Ensuring that what happened to Michael will not happen in Ayer or Shirley, Grace began her Youth Venture project last fall and decided that educating the area about SCA would be her focus. She decided to name it Heartstrong and raised more than $2,200 on her website with two friends, Jackie Stiles and Allie Cebollero.

Grace started her research with Parent Heart Watch. According to its website, Parent Heart Watch "is a state-by-state network of parents and partners solely dedicated to reducing the often disastrous effects of sudden cardiac arrest in youth."

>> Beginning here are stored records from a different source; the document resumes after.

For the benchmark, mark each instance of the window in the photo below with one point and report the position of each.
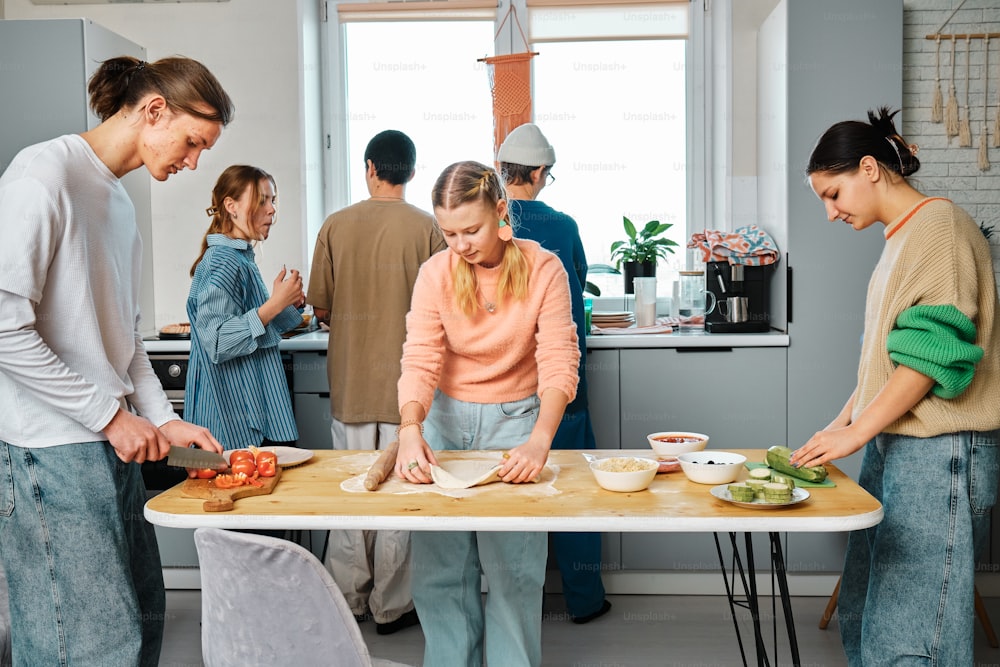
(441, 102)
(610, 89)
(612, 111)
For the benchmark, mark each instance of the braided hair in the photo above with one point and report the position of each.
(465, 182)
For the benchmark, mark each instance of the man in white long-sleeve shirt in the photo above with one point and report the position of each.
(82, 563)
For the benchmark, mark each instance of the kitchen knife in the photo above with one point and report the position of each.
(189, 457)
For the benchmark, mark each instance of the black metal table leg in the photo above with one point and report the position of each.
(748, 580)
(778, 562)
(731, 592)
(754, 603)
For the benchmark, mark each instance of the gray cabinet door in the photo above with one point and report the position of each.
(603, 399)
(734, 395)
(312, 416)
(603, 403)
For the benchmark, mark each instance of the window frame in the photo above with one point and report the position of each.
(699, 90)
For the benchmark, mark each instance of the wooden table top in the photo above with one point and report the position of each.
(326, 493)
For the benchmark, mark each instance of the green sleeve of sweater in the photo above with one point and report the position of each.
(938, 342)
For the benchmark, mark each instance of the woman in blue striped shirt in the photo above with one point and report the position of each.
(236, 385)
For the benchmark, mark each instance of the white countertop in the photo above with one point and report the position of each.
(317, 341)
(325, 493)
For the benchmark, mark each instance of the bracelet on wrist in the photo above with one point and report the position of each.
(410, 422)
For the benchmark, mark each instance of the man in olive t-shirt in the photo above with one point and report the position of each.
(365, 263)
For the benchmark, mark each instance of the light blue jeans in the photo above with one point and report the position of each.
(578, 554)
(907, 593)
(447, 590)
(86, 587)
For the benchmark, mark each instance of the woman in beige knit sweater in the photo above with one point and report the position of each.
(924, 407)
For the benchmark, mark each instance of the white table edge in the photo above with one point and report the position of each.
(778, 521)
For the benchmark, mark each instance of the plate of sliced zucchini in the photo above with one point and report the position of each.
(755, 500)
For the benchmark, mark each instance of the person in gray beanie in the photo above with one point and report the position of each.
(526, 159)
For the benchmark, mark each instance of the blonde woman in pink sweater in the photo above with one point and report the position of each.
(490, 362)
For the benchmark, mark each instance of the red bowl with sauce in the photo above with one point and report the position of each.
(672, 443)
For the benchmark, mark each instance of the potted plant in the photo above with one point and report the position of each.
(637, 255)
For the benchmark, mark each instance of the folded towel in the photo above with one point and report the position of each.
(749, 245)
(664, 324)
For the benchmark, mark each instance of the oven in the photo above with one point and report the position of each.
(178, 554)
(171, 369)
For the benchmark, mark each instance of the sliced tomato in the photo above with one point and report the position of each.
(243, 466)
(228, 482)
(267, 464)
(240, 455)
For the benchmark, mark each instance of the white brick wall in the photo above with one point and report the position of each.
(948, 170)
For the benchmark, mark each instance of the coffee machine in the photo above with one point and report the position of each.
(725, 280)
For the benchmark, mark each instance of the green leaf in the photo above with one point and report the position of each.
(629, 228)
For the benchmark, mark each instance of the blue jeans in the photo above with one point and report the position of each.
(907, 593)
(86, 587)
(447, 565)
(578, 554)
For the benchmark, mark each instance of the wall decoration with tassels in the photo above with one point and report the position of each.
(950, 113)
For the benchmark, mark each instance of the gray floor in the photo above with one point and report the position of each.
(639, 631)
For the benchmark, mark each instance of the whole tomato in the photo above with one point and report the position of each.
(245, 466)
(240, 455)
(227, 482)
(267, 464)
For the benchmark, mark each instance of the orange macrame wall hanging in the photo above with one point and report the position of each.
(510, 80)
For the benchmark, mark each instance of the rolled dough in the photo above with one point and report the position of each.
(464, 474)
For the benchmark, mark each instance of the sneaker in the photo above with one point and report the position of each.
(404, 621)
(605, 608)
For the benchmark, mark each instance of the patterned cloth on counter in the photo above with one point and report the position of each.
(749, 245)
(664, 324)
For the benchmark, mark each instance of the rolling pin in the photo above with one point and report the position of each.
(382, 467)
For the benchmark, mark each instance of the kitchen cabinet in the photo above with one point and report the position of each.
(803, 69)
(311, 399)
(736, 395)
(45, 65)
(603, 401)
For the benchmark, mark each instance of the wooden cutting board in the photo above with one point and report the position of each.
(222, 500)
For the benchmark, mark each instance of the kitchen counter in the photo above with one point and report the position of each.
(317, 341)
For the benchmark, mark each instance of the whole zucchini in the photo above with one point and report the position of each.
(777, 458)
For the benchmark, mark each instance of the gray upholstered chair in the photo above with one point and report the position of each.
(266, 601)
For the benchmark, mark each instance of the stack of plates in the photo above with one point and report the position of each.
(612, 319)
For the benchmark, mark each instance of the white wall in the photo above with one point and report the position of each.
(266, 55)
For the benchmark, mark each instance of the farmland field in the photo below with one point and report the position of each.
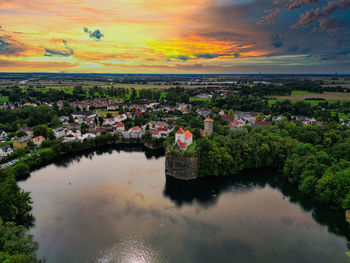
(199, 99)
(4, 99)
(329, 96)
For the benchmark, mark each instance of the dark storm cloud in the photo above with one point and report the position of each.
(321, 14)
(276, 40)
(293, 4)
(293, 48)
(331, 25)
(97, 34)
(183, 58)
(270, 18)
(53, 52)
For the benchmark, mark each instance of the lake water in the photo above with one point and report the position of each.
(116, 205)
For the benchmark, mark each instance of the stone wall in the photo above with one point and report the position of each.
(181, 167)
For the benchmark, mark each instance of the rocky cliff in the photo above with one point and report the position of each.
(180, 166)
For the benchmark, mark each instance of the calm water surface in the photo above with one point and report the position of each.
(116, 205)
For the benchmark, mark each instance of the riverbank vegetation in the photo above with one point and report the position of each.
(316, 158)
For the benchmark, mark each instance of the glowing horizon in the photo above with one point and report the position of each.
(154, 36)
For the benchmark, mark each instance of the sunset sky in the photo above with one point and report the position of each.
(175, 36)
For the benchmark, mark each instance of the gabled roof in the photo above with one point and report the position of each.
(263, 123)
(181, 144)
(136, 129)
(180, 131)
(39, 138)
(188, 134)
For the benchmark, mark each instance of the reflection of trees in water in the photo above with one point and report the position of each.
(206, 191)
(66, 160)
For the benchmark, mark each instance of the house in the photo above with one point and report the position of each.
(86, 136)
(183, 139)
(73, 125)
(74, 131)
(64, 120)
(227, 117)
(263, 123)
(136, 132)
(21, 142)
(6, 150)
(157, 124)
(236, 125)
(208, 126)
(28, 131)
(109, 121)
(38, 140)
(59, 132)
(119, 126)
(80, 116)
(3, 135)
(69, 138)
(155, 133)
(120, 117)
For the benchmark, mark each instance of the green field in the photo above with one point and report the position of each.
(342, 115)
(302, 92)
(4, 99)
(312, 102)
(199, 99)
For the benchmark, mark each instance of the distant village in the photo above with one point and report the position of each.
(96, 124)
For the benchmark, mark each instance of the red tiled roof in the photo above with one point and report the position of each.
(235, 123)
(181, 144)
(180, 131)
(119, 124)
(39, 138)
(188, 134)
(263, 123)
(227, 117)
(136, 128)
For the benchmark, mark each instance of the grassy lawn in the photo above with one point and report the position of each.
(342, 115)
(192, 147)
(4, 99)
(312, 102)
(199, 99)
(302, 92)
(44, 150)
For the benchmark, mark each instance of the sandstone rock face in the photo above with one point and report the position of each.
(181, 167)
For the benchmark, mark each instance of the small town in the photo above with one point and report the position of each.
(114, 117)
(187, 131)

Parent Heart Watch hosted an essay contest in which the prize was an AED. Grace entered a story about Michael Ellsessar and why his story touched her so deeply. Her essay placed among the top three nationally, then went on to win the contest. She won an AED and other goods worth $2,000.

Grace also won a $1,000 grant through a presentation to United Way, but it didn't stop there. She went further and organized bake sales and sold wristbands for the cause.

On July 13, Grace worked with Ayer-Shirley Broncos coaches and cheerleaders to get them CPR-certified. She is also working on raising awareness about heart health.

"Through saying the statistics, I am desperately trying to get a heart screening in my town and community so kids can come in and be hooked up to an EKG machine and it can tell them if they have an underlying heart condition or if they need to go see a doctor," she said. "It could save someone's life."

After a year of hard work, Grace has donated AEDs to Sandy Pond Beach in Ayer and Taylor Field in Shirley, and she plans to keep going.

She plans to donate an AED to Ayer's Pirone Park on Sept. 14, the opening day of soccer season.

"I really just want to get as many as possible," she said.

Grace encourages others to get involved and said every little bit counts. "Anything you can do, it helps."